Когда это было? В тридцать пятом или в тридцать шестом? Или в начале тридцать седьмого? Тогда ей было пятнадцать или четырнадцать. Весна. Да, как раз весна. Значит, тридцать седьмой. В клуб Наркомтяжпрома на их концерт пришли немецкие пионеры — дети работников Коминтерна. И потом, когда закончился концерт, они долго говорили.
«Рот Фронт!» — не раз слышала она в тот вечер. И опять: «Рот Фронт!»
Остальное было по-русски. Немцы отлично понимали по-русски. Ведь все они жили в Москве, а многие и родились в Москве.
После концерта они шли вместе — с площади Ногина вверх по Ильинскому скверу.
И опять она слышала по-немецки: «Рот Фронт!»
И по-русски: «Товарищи!»
Это всегда был ее самый любимый сквер. Из многих, какие она знала в Москве, любимый — сквер у Ильинских ворот.
В нем было не прибрано, и деревья, и кустарники, и трава росли словно сами по себе. А в начале сквера, там, где стоит памятник героям Плевны, среди травы лежали огромные камни — черные, коричневые, серые, будто пришедшие сюда из дальних веков.
И памятник — иссиня-черная часовенка с такими же черными цепями вокруг — был необычен. И надписи на нем, которые она тогда читала немецким пионерам и пыталась даже как-то объяснить, хотя уж не настолько отлично знала русскую историю: «Гренадеры своим товарищам, павшим в славном бою под Плевной 28 ноября 1877 года». Другие надписи были какие-то древнецерковные, и тогда она пыталась в них разобраться, а сейчас ни за что их не вспомнить!
Они распрощались у Политехнического музея и договорились встретиться опять на их концерте — первом платном концерте, сбор от которого шел в фонд помощи МОПРу.
Ребята долго готовились к этому концерту, готовились так, словно от него зависел успех мировой революции. И вот наступил день концерта. И немецкие пионеры пришли, да не одни, а со своими отцами и матерями — революционерами.

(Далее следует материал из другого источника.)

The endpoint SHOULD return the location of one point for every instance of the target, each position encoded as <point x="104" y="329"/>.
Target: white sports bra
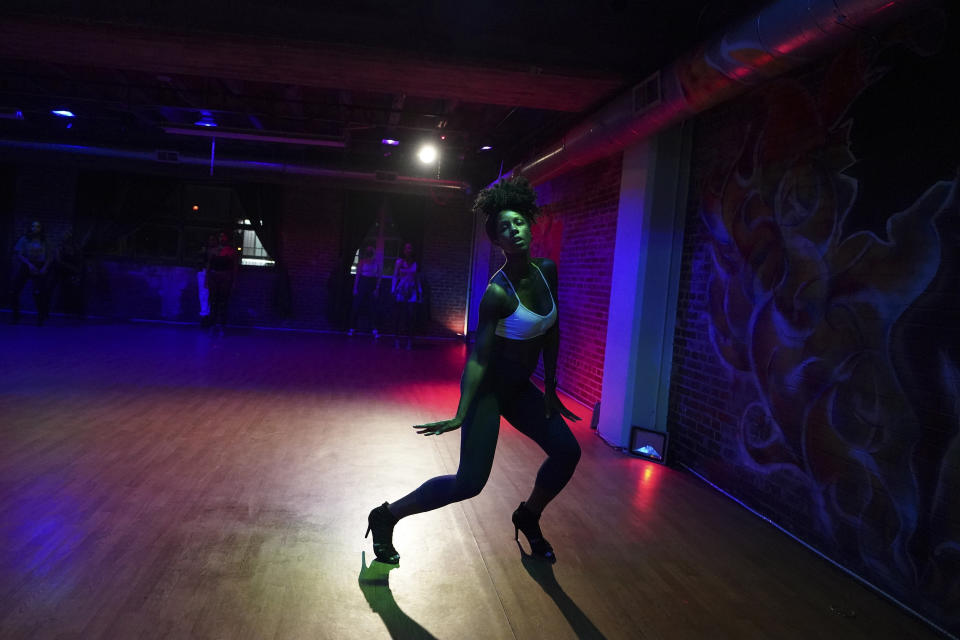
<point x="524" y="324"/>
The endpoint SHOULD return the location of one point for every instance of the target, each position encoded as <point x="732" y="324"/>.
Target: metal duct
<point x="782" y="36"/>
<point x="379" y="180"/>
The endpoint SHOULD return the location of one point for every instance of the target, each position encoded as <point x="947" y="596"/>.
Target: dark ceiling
<point x="337" y="78"/>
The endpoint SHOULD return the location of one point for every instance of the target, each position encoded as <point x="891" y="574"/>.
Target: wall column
<point x="643" y="294"/>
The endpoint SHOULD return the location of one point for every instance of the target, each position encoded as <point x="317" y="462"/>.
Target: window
<point x="253" y="252"/>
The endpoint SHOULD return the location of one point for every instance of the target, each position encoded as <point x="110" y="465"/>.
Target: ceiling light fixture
<point x="427" y="154"/>
<point x="206" y="120"/>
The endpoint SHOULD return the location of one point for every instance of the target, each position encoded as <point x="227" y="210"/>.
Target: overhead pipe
<point x="381" y="180"/>
<point x="782" y="36"/>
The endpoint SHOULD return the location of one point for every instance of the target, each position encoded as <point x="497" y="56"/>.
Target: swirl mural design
<point x="823" y="299"/>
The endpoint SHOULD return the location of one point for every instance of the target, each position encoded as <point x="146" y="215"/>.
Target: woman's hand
<point x="436" y="428"/>
<point x="553" y="405"/>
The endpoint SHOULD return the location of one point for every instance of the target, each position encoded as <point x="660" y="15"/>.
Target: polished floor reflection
<point x="159" y="483"/>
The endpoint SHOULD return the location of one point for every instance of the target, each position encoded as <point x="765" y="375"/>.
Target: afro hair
<point x="514" y="194"/>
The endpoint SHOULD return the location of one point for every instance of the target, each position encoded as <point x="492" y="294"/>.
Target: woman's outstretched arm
<point x="476" y="367"/>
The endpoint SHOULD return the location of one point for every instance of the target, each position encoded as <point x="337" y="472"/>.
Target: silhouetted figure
<point x="202" y="292"/>
<point x="366" y="290"/>
<point x="70" y="274"/>
<point x="407" y="293"/>
<point x="34" y="258"/>
<point x="518" y="321"/>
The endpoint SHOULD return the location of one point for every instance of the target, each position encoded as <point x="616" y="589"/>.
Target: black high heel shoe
<point x="528" y="522"/>
<point x="381" y="521"/>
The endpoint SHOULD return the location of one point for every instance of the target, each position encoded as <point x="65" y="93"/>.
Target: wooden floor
<point x="159" y="483"/>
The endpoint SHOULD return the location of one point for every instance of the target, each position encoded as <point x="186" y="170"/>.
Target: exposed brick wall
<point x="816" y="343"/>
<point x="582" y="204"/>
<point x="445" y="263"/>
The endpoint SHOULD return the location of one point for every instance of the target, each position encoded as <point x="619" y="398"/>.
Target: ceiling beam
<point x="346" y="67"/>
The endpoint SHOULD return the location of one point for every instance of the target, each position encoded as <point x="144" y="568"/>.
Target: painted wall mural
<point x="832" y="241"/>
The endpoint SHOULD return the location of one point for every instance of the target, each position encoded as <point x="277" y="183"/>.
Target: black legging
<point x="507" y="392"/>
<point x="41" y="291"/>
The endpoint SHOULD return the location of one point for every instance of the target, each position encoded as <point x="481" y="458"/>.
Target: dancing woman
<point x="518" y="321"/>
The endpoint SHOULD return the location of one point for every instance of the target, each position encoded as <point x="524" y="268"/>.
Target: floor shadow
<point x="374" y="583"/>
<point x="542" y="572"/>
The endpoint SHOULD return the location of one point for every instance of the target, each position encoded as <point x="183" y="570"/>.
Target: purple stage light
<point x="206" y="120"/>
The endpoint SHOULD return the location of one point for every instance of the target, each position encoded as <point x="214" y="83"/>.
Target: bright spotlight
<point x="427" y="154"/>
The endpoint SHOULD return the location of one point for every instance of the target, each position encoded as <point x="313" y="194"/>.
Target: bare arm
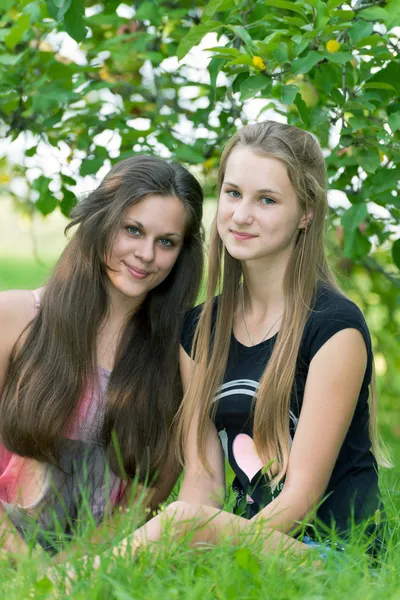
<point x="199" y="486"/>
<point x="332" y="389"/>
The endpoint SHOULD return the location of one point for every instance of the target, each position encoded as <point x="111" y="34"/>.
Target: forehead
<point x="159" y="214"/>
<point x="245" y="167"/>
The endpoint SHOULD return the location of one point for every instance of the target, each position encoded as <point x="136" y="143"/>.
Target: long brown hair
<point x="301" y="154"/>
<point x="50" y="372"/>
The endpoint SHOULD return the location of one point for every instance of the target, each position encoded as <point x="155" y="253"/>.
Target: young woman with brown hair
<point x="89" y="372"/>
<point x="277" y="363"/>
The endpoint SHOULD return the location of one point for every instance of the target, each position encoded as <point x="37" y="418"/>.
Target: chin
<point x="239" y="253"/>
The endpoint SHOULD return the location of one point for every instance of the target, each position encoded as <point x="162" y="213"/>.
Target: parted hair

И вот ребята грянули песню, специально подготовленную для них. Они грянули песню на немецком и на русском, которую пел тогда Эрнст Буш, которую пели и немцы, и русские, и все — весь мир:
Люди в зале поднялись со своих мест и зааплодировали.
Все немцы — старые, молодые и совсем еще дети, пионеры, — хлопали и скандировали: «Рот Фронт! Рот Фронт! Рот Фронт!»
И у многих на глазах были слезы.
И вот сейчас она опять услышала это знакомое с детства:
«Рот Фронт, геноссе! Тельман! Геноссе, Рот Фронт!»
6
Вскоре после встречи с пленными немцами они остановились в рабочем поселке. Остановились прочно. Шофер явно надул, когда сказал, что ехать им еще часик с гаком. Ехали добрых три часа. В поселке находился штаб полка, где она должна была получить назначение. Но в этот день почему-то вышло так, что всех девушек — ее попутчиц — распределили, а ее нет.